On 1 April 2012, the Hong Kong government brought in the HKSAR’s first law targetted at AML/ CTF compliance. Under the Anti-Money Laundering and Counter-Terrorist Financing (Financial Institutions) Ordinance (AMLO), financial institutions must reinforce their business conduct security, strengthen their compliance staff, and bolster their risk- based approach to customer due diligence and ongoing monitoring. They must have excellent record keeping, staff training and they must encourage suspicious transaction reporting.
Criminal convictions for non-compliance with AMLO provisions carry a maximum penalty of HK$1million and seven years imprisonment, while any financial institution convicted of intent to defraud a relevant authority – including the Securities and Futures Commission (SFC), the Hong Kong Monetary Authority (HKMA), or the Customs and Excise Department – may be served a maximum penalty of a HK$1 million fine and seven years’ imprisonment.
In synchrony with the AMLO coming into effect, the SFC issued its Guideline on Anti-Money Laundering and Counter- Terrorist Financing for corporations, and the Prevention of Money Laundering and Terrorist Financing Guideline issued by the Securities and Futures Commission for Associated Entities which, as its title indicates, is targetted at associated entities. These guidelines aim to help companies and associated entities implement appropriate and effective policies, procedures and controls to comply with Hong Kong’s AML/ CTF regulatory requirements.
However, AML/ CTF risk management has never been the sole concern of financial institutions; it applies to all companies in Hong Kong and, as Samantha Suen, Chief Executive of the HKICS, points out, it has been around for some time. ‘This is not a new burden,’ she says. ‘Some years ago, corporate service providers were required to have “know your customer” [KYC] procedures in place.’
Indeed, in recent years the focus of AML/ CTF regulators has switched from financial institutions to designated non-financial businesses and professions (DNFBPs), which include lawyers, accountants and company secretaries working for trusts and company service providers (CSPs). Of high concern in
Hong Kong has been the relative ease with which international agents (or residents) can open shell companies for the purposes of money laundering: small players could slip through the net to finance big crimes. Not that it is as simple as hanging out a shingle and watching illegal dollars flow in.
‘Purchasing a shell company is only part of the process,’ says Suzanne Callister, Regional Commercial Director of Intertrust Hong Kong. ‘To operate the company one needs a bank account and often the involvement of a financial intermediary.
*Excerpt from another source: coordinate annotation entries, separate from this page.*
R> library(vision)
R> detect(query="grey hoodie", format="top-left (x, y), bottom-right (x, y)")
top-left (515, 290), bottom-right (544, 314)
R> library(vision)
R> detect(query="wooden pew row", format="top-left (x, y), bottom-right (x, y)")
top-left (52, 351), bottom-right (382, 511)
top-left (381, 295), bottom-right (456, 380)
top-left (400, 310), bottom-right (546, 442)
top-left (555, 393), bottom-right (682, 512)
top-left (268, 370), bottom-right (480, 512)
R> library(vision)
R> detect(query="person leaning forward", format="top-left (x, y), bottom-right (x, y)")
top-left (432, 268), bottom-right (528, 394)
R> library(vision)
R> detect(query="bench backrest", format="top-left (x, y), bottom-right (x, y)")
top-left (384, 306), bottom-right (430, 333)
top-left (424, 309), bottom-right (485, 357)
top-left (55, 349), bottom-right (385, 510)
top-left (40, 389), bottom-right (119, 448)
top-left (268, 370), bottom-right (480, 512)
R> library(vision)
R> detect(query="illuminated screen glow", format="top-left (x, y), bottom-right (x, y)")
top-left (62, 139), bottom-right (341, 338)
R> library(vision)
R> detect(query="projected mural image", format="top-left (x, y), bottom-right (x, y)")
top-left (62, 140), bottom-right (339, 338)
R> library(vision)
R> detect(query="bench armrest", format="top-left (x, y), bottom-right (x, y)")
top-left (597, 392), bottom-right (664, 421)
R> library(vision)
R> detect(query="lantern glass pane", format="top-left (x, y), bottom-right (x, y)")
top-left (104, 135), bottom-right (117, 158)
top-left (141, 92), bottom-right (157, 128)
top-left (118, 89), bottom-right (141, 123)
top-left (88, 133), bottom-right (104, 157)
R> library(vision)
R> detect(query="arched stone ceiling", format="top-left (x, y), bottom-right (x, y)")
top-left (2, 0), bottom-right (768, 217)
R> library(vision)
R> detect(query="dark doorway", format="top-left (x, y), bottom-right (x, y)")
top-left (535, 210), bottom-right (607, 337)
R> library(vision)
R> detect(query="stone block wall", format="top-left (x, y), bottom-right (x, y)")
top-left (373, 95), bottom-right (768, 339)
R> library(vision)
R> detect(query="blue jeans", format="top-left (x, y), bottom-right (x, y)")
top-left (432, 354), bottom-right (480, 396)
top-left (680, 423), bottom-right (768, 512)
With financial institutions (including banks and financial intermediaries) being regulated entities subject to the AMLO, we believe that all of the prudent service providers incorporating companies in Hong Kong will conduct appropriate due diligence on the ultimate beneficial ownership and related parties.’
She notes, however, that some smaller players could feel the challenge of increased pressure as they may have limited resources to carry out duties in relation to AML. Ms Suen agrees: ‘In well-established companies, stringent compliance and AML requirements will be in place and controlled in-house,’ but she also notes that while smaller players should know the requirements, the ability and willingness of those companies to ensure compliance may be lacking.
Overall, AML has long been a focus in any company, small or big; financial or non- financial, says Ms Callister. ‘The changing landscape is a consequence of regulation, starting from the financial institutions and moving towards the non-financial institutions. From our perspective, there is no substantial change… though I do see compliance becoming even more key with increasing responsibility being placed onto corporate service providers and their role.’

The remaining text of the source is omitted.